Ajedrez l Obituario

'Jaque mate' de la vida a Bobby Fischer

  • El estadounidense, considerado el mejor jugador de la historia, muere en su exilio islandés a los 64 años de edad

El estadounidense Bobby Fischer, figura legendaria del ajedrez mundial, murió ayer a los 64 años tras una larga enfermedad, según adelantó la radio nacional de Islandia (RVU), donde vivía desde marzo de 2005, refugiado de la justicia de su país.

Según la edición digital del diario islandés Morgunbladid, Fischer falleció en su casa de Reykjavik, adonde regresó el mes pasado tras permanecer ingresado en un hospital de la capital en octubre y noviembre.

En la capital islandesa disputó en 1972 un encuentro histórico por el campeonato mundial contra el soviético Boris Spassky, considerado "el enfrentamiento del siglo" y con una clara connotación política por el contexto de la guerra fría.
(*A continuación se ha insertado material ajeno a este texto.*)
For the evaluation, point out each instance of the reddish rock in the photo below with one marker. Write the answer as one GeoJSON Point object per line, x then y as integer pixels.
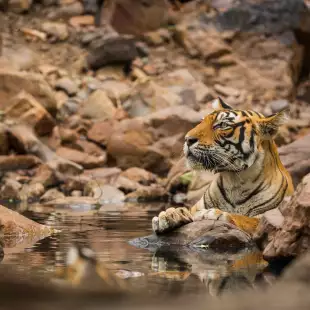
{"type": "Point", "coordinates": [293, 236]}
{"type": "Point", "coordinates": [44, 175]}
{"type": "Point", "coordinates": [12, 82]}
{"type": "Point", "coordinates": [24, 108]}
{"type": "Point", "coordinates": [15, 227]}
{"type": "Point", "coordinates": [296, 158]}
{"type": "Point", "coordinates": [140, 176]}
{"type": "Point", "coordinates": [4, 141]}
{"type": "Point", "coordinates": [85, 160]}
{"type": "Point", "coordinates": [100, 132]}
{"type": "Point", "coordinates": [16, 162]}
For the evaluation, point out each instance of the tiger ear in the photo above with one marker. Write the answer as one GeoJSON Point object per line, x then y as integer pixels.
{"type": "Point", "coordinates": [219, 104]}
{"type": "Point", "coordinates": [268, 126]}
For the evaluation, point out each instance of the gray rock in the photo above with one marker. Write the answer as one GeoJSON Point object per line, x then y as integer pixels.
{"type": "Point", "coordinates": [207, 234]}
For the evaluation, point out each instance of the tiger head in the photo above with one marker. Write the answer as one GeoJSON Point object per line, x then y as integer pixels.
{"type": "Point", "coordinates": [229, 140]}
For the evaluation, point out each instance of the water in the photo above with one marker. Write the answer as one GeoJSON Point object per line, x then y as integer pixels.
{"type": "Point", "coordinates": [108, 229]}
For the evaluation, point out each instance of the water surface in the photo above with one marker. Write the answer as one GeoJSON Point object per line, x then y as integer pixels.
{"type": "Point", "coordinates": [107, 230]}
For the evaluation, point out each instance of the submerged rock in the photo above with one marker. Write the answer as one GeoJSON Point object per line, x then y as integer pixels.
{"type": "Point", "coordinates": [207, 234]}
{"type": "Point", "coordinates": [15, 227]}
{"type": "Point", "coordinates": [293, 236]}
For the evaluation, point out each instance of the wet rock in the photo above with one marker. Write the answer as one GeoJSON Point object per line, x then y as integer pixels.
{"type": "Point", "coordinates": [293, 237]}
{"type": "Point", "coordinates": [98, 106]}
{"type": "Point", "coordinates": [117, 50]}
{"type": "Point", "coordinates": [217, 236]}
{"type": "Point", "coordinates": [24, 108]}
{"type": "Point", "coordinates": [100, 132]}
{"type": "Point", "coordinates": [51, 194]}
{"type": "Point", "coordinates": [17, 162]}
{"type": "Point", "coordinates": [104, 193]}
{"type": "Point", "coordinates": [67, 85]}
{"type": "Point", "coordinates": [85, 160]}
{"type": "Point", "coordinates": [278, 105]}
{"type": "Point", "coordinates": [295, 157]}
{"type": "Point", "coordinates": [31, 192]}
{"type": "Point", "coordinates": [12, 82]}
{"type": "Point", "coordinates": [44, 175]}
{"type": "Point", "coordinates": [10, 189]}
{"type": "Point", "coordinates": [4, 141]}
{"type": "Point", "coordinates": [14, 225]}
{"type": "Point", "coordinates": [69, 201]}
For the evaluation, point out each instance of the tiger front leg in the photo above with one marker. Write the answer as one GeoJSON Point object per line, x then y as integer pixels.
{"type": "Point", "coordinates": [171, 219]}
{"type": "Point", "coordinates": [245, 223]}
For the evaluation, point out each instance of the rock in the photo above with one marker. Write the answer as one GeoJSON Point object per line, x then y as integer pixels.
{"type": "Point", "coordinates": [69, 201]}
{"type": "Point", "coordinates": [4, 141]}
{"type": "Point", "coordinates": [19, 6]}
{"type": "Point", "coordinates": [270, 222]}
{"type": "Point", "coordinates": [132, 17]}
{"type": "Point", "coordinates": [279, 105]}
{"type": "Point", "coordinates": [295, 157]}
{"type": "Point", "coordinates": [234, 63]}
{"type": "Point", "coordinates": [51, 194]}
{"type": "Point", "coordinates": [140, 176]}
{"type": "Point", "coordinates": [116, 50]}
{"type": "Point", "coordinates": [103, 193]}
{"type": "Point", "coordinates": [44, 175]}
{"type": "Point", "coordinates": [85, 160]}
{"type": "Point", "coordinates": [107, 174]}
{"type": "Point", "coordinates": [100, 132]}
{"type": "Point", "coordinates": [217, 236]}
{"type": "Point", "coordinates": [24, 108]}
{"type": "Point", "coordinates": [10, 189]}
{"type": "Point", "coordinates": [31, 192]}
{"type": "Point", "coordinates": [293, 236]}
{"type": "Point", "coordinates": [83, 20]}
{"type": "Point", "coordinates": [117, 91]}
{"type": "Point", "coordinates": [154, 192]}
{"type": "Point", "coordinates": [98, 106]}
{"type": "Point", "coordinates": [91, 148]}
{"type": "Point", "coordinates": [21, 58]}
{"type": "Point", "coordinates": [12, 82]}
{"type": "Point", "coordinates": [17, 162]}
{"type": "Point", "coordinates": [141, 141]}
{"type": "Point", "coordinates": [56, 31]}
{"type": "Point", "coordinates": [67, 85]}
{"type": "Point", "coordinates": [16, 226]}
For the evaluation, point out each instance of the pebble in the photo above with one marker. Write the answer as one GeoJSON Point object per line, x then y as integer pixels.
{"type": "Point", "coordinates": [67, 85]}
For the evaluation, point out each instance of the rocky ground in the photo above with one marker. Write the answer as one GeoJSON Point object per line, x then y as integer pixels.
{"type": "Point", "coordinates": [96, 112]}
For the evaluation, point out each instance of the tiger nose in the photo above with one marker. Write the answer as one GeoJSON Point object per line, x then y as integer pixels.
{"type": "Point", "coordinates": [190, 141]}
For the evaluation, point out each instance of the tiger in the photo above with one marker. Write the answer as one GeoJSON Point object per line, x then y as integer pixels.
{"type": "Point", "coordinates": [239, 147]}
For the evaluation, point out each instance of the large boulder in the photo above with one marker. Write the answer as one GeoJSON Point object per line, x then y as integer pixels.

Pero ya no volvió a jugar más partidas oficiales: en 1975, cuando tuvo que defender el título frente al aspirante Anatoly Karpov, planteó exigencias inaceptables para la FIDE, que lo despojó del título por incomparecencia.

Fischer, que durante años vivió retirado de la atención pública, llegó a Islandia después de que este país, donde era muy popular desde su duelo con Spassky, facilitó su puesta en libertad concediéndole su ciudadanía tras permanecer 8 meses retenido en un centro japonés para inmigrantes ilegales. El ajedrecista fue detenido en Tokio en julio de 2004 por intentar usar un pasaporte revocado por EEUU, que tenía dictada contra él una orden de busca y captura desde 1992 por violar una prohibición del Gobierno de viajar a la antigua Yugoslavia y desarrollar una actividad económica allí.

En medio de la guerra de los Balcanes, Fischer no hizo caso de la orden y viajó a Belgrado para jugar contra Spassky a cambio de 3 millones de dólares.

Durante su cautiverio en Tokio, Fischer calificó la retención de "secuestro" organizado por el presidente de EEUU, George Bush, y su títere, el entonces primer ministro nipón, Junichiro Koizumi.

A su llegada a Reikiavik se despachó con unas declaraciones antisemitas y contrarias a su país de origen. Durante su estancia en Islandia, Fischer, quien consideraba "muerto" el ajedrez para él, mantuvo un perfil bajo. Desapareció sin dejar rastro y sólo regresó a la vida pública después de los atentados del 11 de septiembre de 2001 en Estados Unidos, cuando en una entrevista elogió los ataques y afirmó que le gustaría ver a su país "hecho polvo". En marzo de 2005, después de ocho meses retenido en Japón intentando impedir su repatriación a Estados Unidos, Fischer obtuvo la nacionalidad islandesa.